The lights from Johnson Street shone dimly on the façade of the Lovell house and the railing of its widow's walk and its cupola possessed an airy, half-substantial quality, but it seemed to Charles that the house exhibited a pompous, fussy quality which he had never observed before. It was old and brittle and supported by a charitable sort of pretense, and to appreciate it fully you had to accept certain manners and traditions which no longer possessed validity. When he met Jessica in the front hall she did not look the way he thought she would though he was not sure how he had expected her to look. He was not exactly disappointed, but it seemed to him that her tweed skirt, her low-heeled shoes and her light brown camel's-hair sweater were too much like the country. She had not acquired as much veneer by taking that trip abroad as he had by staying at home.

“Why, Charley,” she said, and they stood for a second or two looking at each other uncertainly. He had an unexpected feeling of constraint until he took her hand and then when she grasped his hand very tightly the constraint was gone and everything was just as it had been.

“I was so frightened,” she said later, when they had a chance to talk. “I was afraid you didn't love me any more.”

There had been an instant, just before he touched her hand, when everything must have been ready to fall one way or the other, a moment of concealment, a queer blind pause when everything was in balance. If Mr. Lovell had been there in the hall with her, denying them those few moments together, it might have been worth his while to have taken her abroad, but now it might have been better for Mr. Lovell if Jessica had stayed in Clyde.

He knew that Mr. Lovell and Miss Georgianna were waiting for them. Although he did not hear a sound, he was sure that they were in the wallpaper room listening.

“I loved your letters,” Jessica said softly.

“I loved yours,” he answered.

“Well,” she said, “come on. Father's dying to see you,” and the corners of her eyes wrinkled as she smiled.

Miss Georgianna looked nervous as she sat in a corner of the sofa. Mr. Lovell stood by the fireplace and their glances met before either of them spoke. Then he looked hastily at Jessica.

“Good evening, Charles,” Miss Georgianna said. “I've just been telling them how thoughtful you've been, coming so often to call while I was here alone.”

“Hello, Charles,” Mr. Lovell said. “You look as though the summer had done you good.”

“Well,” Charles answered, “it's been quite a summer.”

“I was sorry to hear of your aunt's death. I hope your father got my letter. He didn't answer it.”

“He spoke of getting it,” Charles said. “I didn't know he hadn't answered it. My father's been pretty busy, with one thing and another.”

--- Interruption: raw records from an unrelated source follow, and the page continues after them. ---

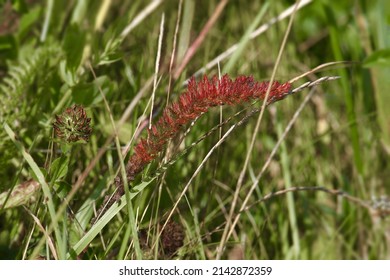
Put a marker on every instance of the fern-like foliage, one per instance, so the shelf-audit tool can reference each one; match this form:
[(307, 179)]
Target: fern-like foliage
[(14, 87)]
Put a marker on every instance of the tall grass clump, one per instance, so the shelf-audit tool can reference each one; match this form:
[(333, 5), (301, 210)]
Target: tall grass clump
[(153, 130)]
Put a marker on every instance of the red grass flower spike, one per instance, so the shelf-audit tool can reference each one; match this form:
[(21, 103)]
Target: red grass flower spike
[(196, 100)]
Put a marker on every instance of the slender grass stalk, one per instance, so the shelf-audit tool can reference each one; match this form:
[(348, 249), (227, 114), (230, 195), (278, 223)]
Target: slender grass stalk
[(45, 188)]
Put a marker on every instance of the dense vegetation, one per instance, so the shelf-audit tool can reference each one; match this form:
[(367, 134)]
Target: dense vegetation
[(304, 178)]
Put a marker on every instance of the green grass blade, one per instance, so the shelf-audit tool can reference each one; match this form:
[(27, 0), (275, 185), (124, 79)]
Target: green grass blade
[(106, 218), (46, 191)]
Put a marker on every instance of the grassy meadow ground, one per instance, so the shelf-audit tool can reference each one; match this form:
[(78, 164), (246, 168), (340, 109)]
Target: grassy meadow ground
[(303, 179)]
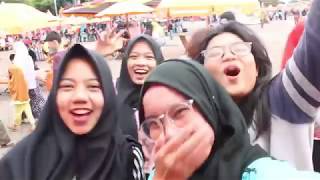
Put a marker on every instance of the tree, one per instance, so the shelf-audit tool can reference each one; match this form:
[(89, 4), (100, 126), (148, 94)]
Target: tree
[(270, 2)]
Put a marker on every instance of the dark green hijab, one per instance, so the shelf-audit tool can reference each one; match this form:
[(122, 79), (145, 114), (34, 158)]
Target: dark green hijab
[(232, 151), (128, 91), (53, 152)]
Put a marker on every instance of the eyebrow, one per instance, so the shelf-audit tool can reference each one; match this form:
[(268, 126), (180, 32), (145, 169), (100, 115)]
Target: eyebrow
[(209, 47), (70, 79)]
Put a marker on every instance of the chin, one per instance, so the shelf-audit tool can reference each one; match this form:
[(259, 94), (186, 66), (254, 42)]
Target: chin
[(80, 131)]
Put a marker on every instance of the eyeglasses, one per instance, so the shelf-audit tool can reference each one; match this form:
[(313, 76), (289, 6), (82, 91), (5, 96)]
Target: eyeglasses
[(153, 128), (238, 49)]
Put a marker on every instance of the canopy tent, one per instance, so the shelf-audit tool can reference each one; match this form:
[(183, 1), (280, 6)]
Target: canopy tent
[(178, 8), (16, 18), (89, 9), (125, 8)]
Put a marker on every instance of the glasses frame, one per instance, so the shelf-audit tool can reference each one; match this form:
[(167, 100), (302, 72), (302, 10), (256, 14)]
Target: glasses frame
[(160, 120), (204, 53)]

“There's no reason why he should have written and perhaps his letter never caught up with us. I think we gave Brown, Shipley too many forwarding addresses. It's better to let all letters stay at 123 Pall Mall, London. It's a perfect address, isn't it? 123 Pall Mall, London.”

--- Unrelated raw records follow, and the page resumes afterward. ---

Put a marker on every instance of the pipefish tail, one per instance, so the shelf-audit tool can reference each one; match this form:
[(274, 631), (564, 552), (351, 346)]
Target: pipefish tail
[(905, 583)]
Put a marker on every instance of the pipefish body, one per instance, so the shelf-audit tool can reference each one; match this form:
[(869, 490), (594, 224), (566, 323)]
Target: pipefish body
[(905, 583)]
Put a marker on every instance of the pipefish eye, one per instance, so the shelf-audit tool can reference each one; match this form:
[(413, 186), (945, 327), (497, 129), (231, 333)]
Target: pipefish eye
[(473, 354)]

“Yes, sir,” Charles said. “It's easy to remember. I suppose Brown, Shipley must have thought of that.”

“I don't believe they ever did,” Jessica said. “It was probably ordained.”

Mr. Lovell turned his back to the fire and clasped his hands behind him.

“It's good to be home again,” he said. “One of the beauties of going away is getting back, the feeling that everything's been waiting. Sit down for a minute or two, Charles. What's the news? I don't suppose there's any chance of our friend Al Smith's winning the election?”

“The betting's against him,” Charles said.

“I imagined so.” Mr. Lovell smiled. “And the market's still going up, isn't it? I'll have to go into Boston tomorrow and see if my list of things is up to date.”

He was the one who had changed, not Mr. Lovell. He knew that Mr. Lovell disapproved of him but he was no longer disturbed by his disapproval. He could see that Mr. Lovell was typical of certain customers of E. P. Rush. Banks, lawyers and trustees were especially made for people like Mr. Lovell, and Charles's attitude was already what it would always be toward Mr. Lovell's type, courteous and watchful but devoid of real respect.